In this variant of the problem, the same 8 cities are used with 2 vehicles. However each vertex has a package number associated with it and each vehicle has a maximum capacity as specified in the section above. To solve this problem, the Google OR tools library was used. (code was referenced from this documentation) This library is capable of solving constrained routing optimization problems. The file VRP API Cons.py consists of the code for this section. The following is the solution produced with this library.

VRP Constraints
Figure 3: Solution for VRP with constraints, N = 8, V = 2

The maximum route distance for this problem is 1487.13 with the routes [[1, 7, 6, 3, 2, 1], [1, 5, 8, 4, 1]] Note that this distance is larger than the distance without constraints. (due to the extra capacity constrains, reducing the potential solution space)

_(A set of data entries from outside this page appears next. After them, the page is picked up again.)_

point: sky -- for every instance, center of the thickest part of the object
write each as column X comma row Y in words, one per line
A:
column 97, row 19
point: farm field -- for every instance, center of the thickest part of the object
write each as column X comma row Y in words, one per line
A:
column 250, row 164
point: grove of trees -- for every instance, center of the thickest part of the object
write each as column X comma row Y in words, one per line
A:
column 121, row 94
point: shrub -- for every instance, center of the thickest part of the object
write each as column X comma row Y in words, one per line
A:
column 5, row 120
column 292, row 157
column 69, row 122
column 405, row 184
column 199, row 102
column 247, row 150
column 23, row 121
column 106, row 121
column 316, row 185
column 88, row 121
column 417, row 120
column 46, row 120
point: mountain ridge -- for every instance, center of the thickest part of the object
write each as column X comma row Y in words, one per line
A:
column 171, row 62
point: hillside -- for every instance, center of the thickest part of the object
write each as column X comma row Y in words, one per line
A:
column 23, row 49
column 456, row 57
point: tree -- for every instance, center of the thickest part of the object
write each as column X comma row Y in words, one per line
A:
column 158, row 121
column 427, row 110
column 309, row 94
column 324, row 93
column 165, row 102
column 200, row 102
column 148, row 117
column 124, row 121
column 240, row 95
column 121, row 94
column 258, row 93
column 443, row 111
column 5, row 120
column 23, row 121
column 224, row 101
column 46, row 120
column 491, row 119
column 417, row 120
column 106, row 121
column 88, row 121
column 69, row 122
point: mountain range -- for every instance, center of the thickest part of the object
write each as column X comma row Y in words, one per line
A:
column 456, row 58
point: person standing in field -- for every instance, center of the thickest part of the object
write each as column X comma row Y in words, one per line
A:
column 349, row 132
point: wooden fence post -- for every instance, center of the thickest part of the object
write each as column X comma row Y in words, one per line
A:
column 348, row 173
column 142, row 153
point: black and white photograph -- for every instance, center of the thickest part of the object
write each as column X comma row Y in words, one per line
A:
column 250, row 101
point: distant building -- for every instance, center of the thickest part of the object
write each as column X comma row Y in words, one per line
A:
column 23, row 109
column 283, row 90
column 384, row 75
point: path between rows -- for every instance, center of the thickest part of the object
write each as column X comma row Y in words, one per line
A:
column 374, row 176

Discussion and Future Directions

One key observation made was that it is hard to find an optimal solution. Even with a relatively small N, there were many instances where an optimal solution was not found when comparing to the brute force solution. In addition, this problem becomes very computationally extensive as N increases. Additionally, there are many approaches to the same problem, such as using particle swarm vs genetic algorithms.

In the future, I plan to make adjustments to the genetic algorithm to make it more efficient, such as tweaking the selection and crossover process. There are many variants to this algorithm that can impact its efficiency. Additionally, applying the genetic algorithm to the constrained version of the problem would be interesting. Also, running the algorithm for a very large dataset (N > 20) would be an interesting exercise to see how the algorithm performs. Overall, this was an interested problem to study with many real world applications.